Extérieur, au bord du canal

Ralf et Anna sont tous les deux assis sur un banc. Ils se taisent. Il n’y a que de la vapeur d’eau blanche qui sort de leur bouche, en raison du froid. Ils regardent le canal couler.

ANNA

T’es plutôt du genre taiseux, toi ?

RALF

Oui, je suis désolé.

ANNA

Arrête d’être désolé pour commencer, ça ira déjà mieux.

RALF

Désolé.

ANNA rit puis :

Tu savais que j’étais enceinte ? Il te l’avait dit ?

RALF

Non, je ne savais pas. Désolé.

ANNA

C’est dingue, tu ne peux pas t’en empêcher!

RALF

Et tu l’es toujours ?

ANNA

Quoi ?

RALF

Enceinte ?

ANNA

Pourquoi je suis fourrée chez la mère de Chris à ton avis ? T’es drôle, toi !

RALF

Pardon.

ANNA

Oh t’excuse pas d’être drôle. On l’est tous, malgré nous, ici. Tu fais quoi dans la vie ?

RALF

Euh, je surveille.

ANNA

C’est pas une réponse, non plus. Tout le monde fait ça ici. Moi, je parle  anglais. Je suis bonne en langues. On me fait écouter des conversations captées. Ca fait un an que je suis le même type. Je connais tout de sa vie. A mon avis, je le connais mieux que lui-même. C’est comme un ami, en plus proche encore. Rien qu’à ses intonations ou ses silences, je sais s’il ment ou pas. Je l’aime bien. Je vois du pays avec lui, je m’évade. Je pars sans avoir à partir. Tu vois ? J’espère que je ne vais pas perdre mon boulot. Qu’ils ne vont pas mettre sur le banc de touche. Maintenant.

RALF

T’inquiète pas, il n’y a pas de raison.

Elle le dévisage.

ANNA

T’es vraiment con parfois !

RALF

Je sais.

ANNA

Désolée, je parle couramment. Pardon, je voulais dire tout le temps. Bon, alors, tu fais quoi ? Je veux dire de ta connerie.

RALF

Je garde le mur.

ANNA

Ah…

Silence.

RALF

J’étais là ce matin-là. J’ai…

ANNA

Elle est comment ta fiancée ?

RALF

Belle. Elle te ressemble. Je voulais…

ANNA

Comment elle s’appelle ?

RALF

Elena. Elle est belle mais je ne l’aime pas.

ANNA

Ce n’est pas grave, ça sera pour la prochaine fois.

RALF

Quoi, la prochaine fois ?

ANNA

Dans ta prochaine vie, quand t’auras expié les fautes de celle-ci.

RALF

Je suis désolé, Anna, je ne savais pas…

ANNA

Eh c’est bon, je rigole.

RALF

Est-ce qu’on pourra..

ANNA

J’attends des jumeaux.

RALF

Ah, comme dans la chanson.

ANNA

La chanson ?

RALF

Du walkman. Billie Jean, il faut que tu l’écoutes.

ANNA

Il faut que j’y aille. J’aime pas laisser trop longtemps seule la mère de Chris.

RALF

A bientôt ?

ANNA

Je crois que ce n’est pas la peine, Ralf. Merci pour le walkman.
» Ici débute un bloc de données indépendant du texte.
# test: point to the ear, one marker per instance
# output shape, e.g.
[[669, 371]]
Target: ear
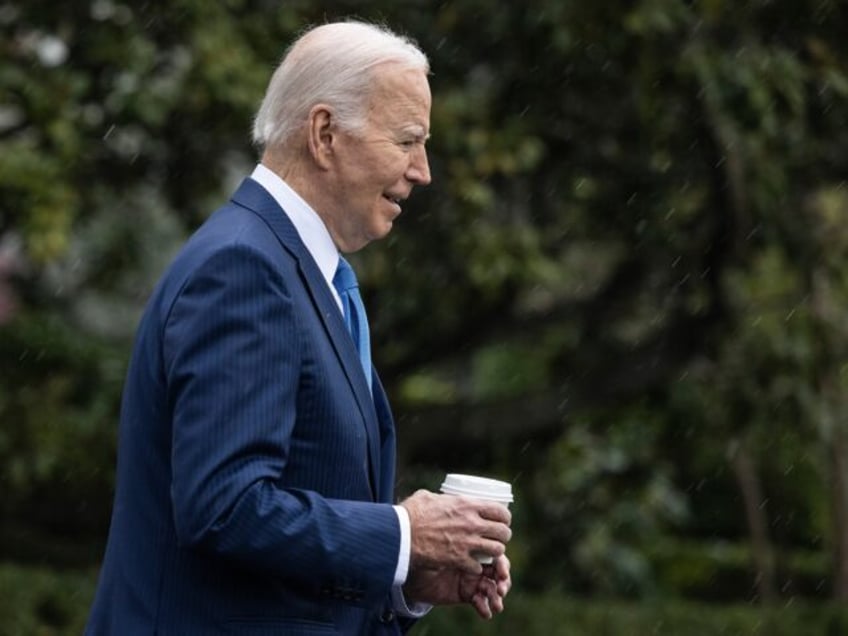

Elle se lève. Elle part sans se retourner. Ralf reste assis sur son banc et la regarder partir. Il prend sa médaille suspendue à son veston et la jette dans le canal. La médaille fait trois ricochets en tombant.

Intérieur cage escalier de l’immeuble de Ralf, jour

Ralf monte les escalier, sa main glisse le long de sa rampe. Il avance lentement, il traîne du pied. Il ouvre la porte de chez lui. Les décorations de la fête pendouillent aux murs à la lumière crue du jour. Il n’y a personne. L’appartement paraît plus que jamais vide, désolé. Il va dans sa chambre. Une voix l’appelle, Ralf ne la reconnaît pas tout de suite.

MERE (voix off)

Ralf, on est dans la cuisine.

Ralf se dirige vers la cuisine. Là l’attendent autour de tasses de café la mère de Ralf et Elena. On s’aperçoit que l’agencement de la pièce et le mobilier sont quasiment identiques à ceux du foyer (celui de Chris) qu’il vient de quitter. Les deux femmes sont quasiment habillées de la même manière que la mère de Chris et Anna. Elena a les yeux rouges…et les cheveux courts, coupés à moitié.

RALF

Qu’est-ce qu’il y a ? Vous en faites une tête ?

MERE

Bon, je te laisse voir ça avec Elena.

Elle pose une main réconfortante sur l’épaule de la jeune fille qui reste assise à table et sort de la pièce. Ralf s’assoit autour de la table. Silence. Il prend la main de la jeune fille.

ELENA

Tu as déjà enlevé ta médaille ?

RALF

Non, je l’ai jetée.

ELENA

Comme le walkman ?

Ralf ne répond pas.

ELENA

Te fatigue pas. Je t’ai vu dans la nuit. Le prendre. Et partir tôt ce matin.

RALF

Je l’ai vendu.

ELENA

Mais pourquoi ? Tu me l’avais offert, Ralf.

RALF

Je voulais t’offrir une bague, Elena. Pas un trophée de chasse. Une alliance. Et pas un mauvais souvenir.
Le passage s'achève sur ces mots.